I guess I am fat because I love to eat
Submitted (fiction science) to Gimi Kahn from EV, Toledo Ohio
I am obese, 80lbs. overweight and each year I grow fatter. Like so many of my ‘landsmen’ I have tried diets and they work for awhile and then all hell breaks loose and I gain the weight back again. It is a huge struggle and I am losing the fight. Should I give up? Help!!

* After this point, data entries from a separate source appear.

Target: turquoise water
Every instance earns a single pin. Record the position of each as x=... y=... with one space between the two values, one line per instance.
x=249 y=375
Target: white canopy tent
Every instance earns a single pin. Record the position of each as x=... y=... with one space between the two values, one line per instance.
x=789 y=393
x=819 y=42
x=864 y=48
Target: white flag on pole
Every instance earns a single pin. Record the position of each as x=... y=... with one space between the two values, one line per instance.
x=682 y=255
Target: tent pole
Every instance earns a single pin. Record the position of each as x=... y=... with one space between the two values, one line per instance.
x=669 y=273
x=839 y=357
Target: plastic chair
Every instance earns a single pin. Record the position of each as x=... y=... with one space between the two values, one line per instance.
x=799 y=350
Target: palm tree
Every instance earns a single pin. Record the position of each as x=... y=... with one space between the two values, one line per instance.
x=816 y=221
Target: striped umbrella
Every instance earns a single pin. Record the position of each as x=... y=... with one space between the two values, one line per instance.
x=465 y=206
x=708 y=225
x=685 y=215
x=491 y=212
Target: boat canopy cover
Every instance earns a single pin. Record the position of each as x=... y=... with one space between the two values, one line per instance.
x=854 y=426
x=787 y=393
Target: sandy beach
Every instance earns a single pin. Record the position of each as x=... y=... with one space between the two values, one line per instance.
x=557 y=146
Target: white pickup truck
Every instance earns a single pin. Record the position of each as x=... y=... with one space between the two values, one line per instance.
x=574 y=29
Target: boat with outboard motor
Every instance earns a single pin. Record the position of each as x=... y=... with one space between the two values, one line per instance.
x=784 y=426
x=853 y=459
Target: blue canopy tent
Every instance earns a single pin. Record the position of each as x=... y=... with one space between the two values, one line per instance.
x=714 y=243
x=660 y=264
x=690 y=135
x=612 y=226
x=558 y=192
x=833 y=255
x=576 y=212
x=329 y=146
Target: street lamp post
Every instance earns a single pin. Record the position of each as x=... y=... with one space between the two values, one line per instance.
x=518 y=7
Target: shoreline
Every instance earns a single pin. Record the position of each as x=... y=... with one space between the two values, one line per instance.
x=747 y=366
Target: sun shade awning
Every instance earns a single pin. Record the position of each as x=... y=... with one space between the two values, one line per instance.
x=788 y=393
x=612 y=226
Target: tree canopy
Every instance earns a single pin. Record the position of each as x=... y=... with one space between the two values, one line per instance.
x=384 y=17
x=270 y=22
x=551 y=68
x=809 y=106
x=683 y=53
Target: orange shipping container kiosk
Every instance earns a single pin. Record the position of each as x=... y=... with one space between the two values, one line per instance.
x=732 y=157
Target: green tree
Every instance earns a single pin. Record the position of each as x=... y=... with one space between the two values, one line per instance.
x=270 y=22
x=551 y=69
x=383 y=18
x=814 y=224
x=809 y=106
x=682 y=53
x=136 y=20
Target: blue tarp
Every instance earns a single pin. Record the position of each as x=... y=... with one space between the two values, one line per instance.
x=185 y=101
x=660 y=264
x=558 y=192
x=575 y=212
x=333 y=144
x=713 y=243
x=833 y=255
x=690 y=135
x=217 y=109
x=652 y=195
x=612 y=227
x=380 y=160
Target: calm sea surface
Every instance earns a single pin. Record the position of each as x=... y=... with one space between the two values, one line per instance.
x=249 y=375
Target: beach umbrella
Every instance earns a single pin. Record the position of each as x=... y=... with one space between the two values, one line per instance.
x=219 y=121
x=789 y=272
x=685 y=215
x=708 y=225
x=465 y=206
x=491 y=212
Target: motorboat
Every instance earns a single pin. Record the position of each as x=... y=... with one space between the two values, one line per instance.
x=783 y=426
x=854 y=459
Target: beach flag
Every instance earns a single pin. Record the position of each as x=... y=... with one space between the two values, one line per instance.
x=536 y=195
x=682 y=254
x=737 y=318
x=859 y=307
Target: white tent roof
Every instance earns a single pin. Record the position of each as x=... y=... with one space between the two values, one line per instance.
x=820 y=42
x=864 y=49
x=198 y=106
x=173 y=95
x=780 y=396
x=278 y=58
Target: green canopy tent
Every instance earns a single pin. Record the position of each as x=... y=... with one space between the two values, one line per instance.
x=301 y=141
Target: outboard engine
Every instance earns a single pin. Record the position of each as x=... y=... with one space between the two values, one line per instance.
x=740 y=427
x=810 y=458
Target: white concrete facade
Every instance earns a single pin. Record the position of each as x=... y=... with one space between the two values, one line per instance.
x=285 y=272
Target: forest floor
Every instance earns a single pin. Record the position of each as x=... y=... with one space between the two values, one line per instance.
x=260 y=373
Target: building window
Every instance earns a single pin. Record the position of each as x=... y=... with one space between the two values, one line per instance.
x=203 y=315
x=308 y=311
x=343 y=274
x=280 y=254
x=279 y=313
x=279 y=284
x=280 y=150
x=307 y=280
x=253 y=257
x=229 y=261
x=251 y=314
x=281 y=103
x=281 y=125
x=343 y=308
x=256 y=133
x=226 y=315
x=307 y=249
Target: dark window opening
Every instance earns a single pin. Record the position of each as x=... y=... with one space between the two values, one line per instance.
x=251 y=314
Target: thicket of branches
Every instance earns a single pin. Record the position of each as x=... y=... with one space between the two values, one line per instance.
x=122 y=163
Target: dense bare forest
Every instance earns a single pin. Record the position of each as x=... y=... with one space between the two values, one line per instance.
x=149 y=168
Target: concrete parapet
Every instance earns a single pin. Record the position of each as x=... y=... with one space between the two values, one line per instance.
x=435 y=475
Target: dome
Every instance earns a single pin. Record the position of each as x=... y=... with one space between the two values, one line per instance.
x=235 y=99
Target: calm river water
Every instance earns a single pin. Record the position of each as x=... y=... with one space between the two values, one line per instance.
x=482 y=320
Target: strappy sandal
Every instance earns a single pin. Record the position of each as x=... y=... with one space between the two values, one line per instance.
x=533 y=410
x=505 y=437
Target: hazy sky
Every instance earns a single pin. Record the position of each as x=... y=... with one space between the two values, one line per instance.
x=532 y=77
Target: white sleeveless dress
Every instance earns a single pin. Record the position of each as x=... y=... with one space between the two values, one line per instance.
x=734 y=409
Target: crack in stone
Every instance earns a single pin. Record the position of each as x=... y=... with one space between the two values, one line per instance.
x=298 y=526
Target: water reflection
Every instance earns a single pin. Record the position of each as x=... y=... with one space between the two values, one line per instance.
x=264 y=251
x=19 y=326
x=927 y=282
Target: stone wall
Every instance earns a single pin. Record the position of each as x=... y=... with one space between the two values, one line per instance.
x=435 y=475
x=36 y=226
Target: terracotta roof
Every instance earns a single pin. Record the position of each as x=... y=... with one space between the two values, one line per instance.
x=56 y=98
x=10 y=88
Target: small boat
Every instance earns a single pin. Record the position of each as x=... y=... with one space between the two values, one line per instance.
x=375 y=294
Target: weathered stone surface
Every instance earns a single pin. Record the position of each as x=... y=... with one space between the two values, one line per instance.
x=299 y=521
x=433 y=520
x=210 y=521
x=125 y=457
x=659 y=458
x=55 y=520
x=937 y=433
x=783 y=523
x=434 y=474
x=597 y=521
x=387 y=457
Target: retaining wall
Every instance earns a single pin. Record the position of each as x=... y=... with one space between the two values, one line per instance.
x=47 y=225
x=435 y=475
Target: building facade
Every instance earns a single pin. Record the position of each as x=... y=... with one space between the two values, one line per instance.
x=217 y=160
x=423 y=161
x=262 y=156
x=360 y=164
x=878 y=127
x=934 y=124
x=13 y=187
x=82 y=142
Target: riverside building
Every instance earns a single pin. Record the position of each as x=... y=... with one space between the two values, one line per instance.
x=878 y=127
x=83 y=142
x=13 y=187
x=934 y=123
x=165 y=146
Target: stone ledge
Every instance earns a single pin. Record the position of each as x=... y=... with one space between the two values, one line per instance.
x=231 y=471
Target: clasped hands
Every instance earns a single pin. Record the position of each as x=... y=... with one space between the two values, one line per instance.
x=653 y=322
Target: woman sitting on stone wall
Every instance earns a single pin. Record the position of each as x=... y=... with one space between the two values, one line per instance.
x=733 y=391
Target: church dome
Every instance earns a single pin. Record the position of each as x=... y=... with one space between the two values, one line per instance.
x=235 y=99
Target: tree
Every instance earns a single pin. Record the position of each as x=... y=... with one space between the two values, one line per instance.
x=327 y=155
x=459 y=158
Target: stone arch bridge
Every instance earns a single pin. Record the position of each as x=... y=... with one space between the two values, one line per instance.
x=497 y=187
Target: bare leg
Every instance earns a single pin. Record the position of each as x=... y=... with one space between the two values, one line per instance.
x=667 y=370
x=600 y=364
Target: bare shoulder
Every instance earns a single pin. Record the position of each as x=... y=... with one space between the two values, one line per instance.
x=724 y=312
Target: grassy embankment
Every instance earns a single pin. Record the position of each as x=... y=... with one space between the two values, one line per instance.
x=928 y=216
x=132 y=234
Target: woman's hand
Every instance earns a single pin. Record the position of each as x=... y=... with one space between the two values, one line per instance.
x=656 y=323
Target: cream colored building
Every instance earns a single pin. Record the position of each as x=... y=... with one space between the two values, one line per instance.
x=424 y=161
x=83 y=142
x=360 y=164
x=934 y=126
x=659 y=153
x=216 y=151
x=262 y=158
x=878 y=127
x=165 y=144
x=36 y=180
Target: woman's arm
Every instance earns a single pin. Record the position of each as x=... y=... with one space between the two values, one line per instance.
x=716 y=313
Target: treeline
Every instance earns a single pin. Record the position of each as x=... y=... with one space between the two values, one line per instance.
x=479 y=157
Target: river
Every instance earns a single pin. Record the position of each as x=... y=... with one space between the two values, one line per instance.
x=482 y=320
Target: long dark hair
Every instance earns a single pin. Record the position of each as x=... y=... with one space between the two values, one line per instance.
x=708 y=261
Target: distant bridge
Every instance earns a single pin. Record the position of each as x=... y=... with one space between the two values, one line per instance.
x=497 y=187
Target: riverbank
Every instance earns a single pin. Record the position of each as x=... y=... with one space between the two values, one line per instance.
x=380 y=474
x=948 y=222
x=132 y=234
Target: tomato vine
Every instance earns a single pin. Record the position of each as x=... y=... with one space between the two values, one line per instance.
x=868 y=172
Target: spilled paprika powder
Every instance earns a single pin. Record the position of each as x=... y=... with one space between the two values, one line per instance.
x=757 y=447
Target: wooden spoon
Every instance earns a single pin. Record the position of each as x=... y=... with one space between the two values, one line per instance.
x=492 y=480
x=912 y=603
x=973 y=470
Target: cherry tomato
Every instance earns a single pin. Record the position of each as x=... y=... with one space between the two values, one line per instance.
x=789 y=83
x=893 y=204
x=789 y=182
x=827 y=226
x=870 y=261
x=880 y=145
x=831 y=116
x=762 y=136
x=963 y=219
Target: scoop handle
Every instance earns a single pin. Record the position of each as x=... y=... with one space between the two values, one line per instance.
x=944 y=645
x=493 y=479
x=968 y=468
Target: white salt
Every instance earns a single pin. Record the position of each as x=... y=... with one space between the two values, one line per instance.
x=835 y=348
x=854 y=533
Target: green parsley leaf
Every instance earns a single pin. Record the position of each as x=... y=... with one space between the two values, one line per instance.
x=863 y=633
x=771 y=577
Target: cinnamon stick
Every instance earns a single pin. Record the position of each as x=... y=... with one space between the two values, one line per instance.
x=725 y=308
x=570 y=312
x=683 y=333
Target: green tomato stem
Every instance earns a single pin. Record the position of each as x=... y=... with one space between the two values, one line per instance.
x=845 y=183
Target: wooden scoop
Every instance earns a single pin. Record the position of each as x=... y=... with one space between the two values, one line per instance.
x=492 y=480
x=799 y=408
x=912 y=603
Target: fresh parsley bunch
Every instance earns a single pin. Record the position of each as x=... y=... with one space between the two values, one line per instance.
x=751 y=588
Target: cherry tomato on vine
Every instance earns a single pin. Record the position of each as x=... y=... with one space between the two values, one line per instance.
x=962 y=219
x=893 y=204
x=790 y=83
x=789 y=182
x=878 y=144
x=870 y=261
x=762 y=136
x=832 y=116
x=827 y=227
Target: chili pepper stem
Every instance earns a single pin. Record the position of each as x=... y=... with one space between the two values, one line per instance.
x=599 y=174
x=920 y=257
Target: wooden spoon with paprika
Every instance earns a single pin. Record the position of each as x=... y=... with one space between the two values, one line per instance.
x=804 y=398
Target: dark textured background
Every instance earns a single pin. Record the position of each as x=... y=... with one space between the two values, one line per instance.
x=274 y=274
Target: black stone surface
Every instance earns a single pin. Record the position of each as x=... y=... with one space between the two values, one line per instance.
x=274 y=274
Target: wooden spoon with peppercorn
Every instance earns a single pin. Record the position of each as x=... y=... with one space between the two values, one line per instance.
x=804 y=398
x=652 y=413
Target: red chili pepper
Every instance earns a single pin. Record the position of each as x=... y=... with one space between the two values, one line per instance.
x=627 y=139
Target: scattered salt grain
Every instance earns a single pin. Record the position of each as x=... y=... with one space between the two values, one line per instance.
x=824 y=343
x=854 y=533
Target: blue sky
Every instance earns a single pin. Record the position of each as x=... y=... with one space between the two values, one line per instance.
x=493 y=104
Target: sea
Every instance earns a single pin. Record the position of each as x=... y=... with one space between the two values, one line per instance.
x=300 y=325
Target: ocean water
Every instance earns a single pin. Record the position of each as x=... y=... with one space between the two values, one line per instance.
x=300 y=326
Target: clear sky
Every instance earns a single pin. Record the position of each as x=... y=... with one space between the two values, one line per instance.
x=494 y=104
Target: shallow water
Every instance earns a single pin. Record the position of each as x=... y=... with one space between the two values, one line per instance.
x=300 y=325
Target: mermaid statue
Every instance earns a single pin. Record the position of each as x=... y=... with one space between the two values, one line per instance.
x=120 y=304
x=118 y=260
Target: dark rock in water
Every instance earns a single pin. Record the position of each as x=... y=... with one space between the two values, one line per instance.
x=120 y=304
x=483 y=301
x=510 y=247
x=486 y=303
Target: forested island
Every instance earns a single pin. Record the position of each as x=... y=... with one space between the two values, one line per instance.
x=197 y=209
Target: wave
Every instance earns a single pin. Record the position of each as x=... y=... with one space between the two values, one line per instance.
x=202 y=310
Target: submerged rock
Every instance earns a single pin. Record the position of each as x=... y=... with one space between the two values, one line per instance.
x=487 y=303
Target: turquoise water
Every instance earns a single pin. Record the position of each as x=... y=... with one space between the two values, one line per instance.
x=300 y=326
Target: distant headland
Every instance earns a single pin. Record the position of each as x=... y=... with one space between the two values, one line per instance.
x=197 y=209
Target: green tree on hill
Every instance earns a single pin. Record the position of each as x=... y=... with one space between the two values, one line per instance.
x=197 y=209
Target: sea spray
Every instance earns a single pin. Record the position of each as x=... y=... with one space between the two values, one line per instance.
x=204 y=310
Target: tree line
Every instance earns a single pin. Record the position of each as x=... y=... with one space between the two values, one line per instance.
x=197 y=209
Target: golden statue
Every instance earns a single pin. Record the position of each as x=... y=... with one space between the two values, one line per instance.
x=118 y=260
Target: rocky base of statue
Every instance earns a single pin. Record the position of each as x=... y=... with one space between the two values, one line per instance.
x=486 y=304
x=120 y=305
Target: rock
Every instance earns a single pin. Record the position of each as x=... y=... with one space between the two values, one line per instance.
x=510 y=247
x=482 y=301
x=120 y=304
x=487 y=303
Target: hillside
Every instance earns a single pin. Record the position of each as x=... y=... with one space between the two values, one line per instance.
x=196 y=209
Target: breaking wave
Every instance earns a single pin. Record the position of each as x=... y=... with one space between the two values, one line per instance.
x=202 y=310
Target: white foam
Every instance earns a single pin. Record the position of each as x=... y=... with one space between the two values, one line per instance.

Perhaps I need to have my stomach stapled but that means I have been defeated in my struggles to leave my eating addiction behind me. Is it weakness, a lack of will power? I sometimes think so but in so many other areas of my life I am effective and disciplined. The ads that are made of combinations of claims, smiling faces, and the prospect of easy diets with the promise of pounds melting away are such seductive lies and yet I keep coming back for more disappointments.
What is the eating addiction all about and of course it is an addiction. I have read several of the posted stories and news snapshots on your website and of course I also appreciate the extent of the obesity problem in our society. I am not alone when I realize that relapse in food addicts is about the same as it is for hard core drug addicts and alcoholics (close to 90% of us ‘fall off the wagon” over and over). I read a study published in Nature Neuroscience on March 28, 2010 (authored by Paul Kenny of the Scripts Research Institute) which showed that rats, just like food addicts like me, are delighted to stuff themselves with fatty treats such as bacon, sausage (my favorite) chocolate (light and dark) and even cheesecake. I was also not surprised to learn in that article and others like it that eating, just like sex, drugs, and winning a prize in an essay writing contest triggers the release of the neurotransmitter dopamine which is the neurochemical that is the lead player in our reward system. Controlling my eating and losing weight is very hard and the way my brain responds to food lets me know why this is the case. HELP!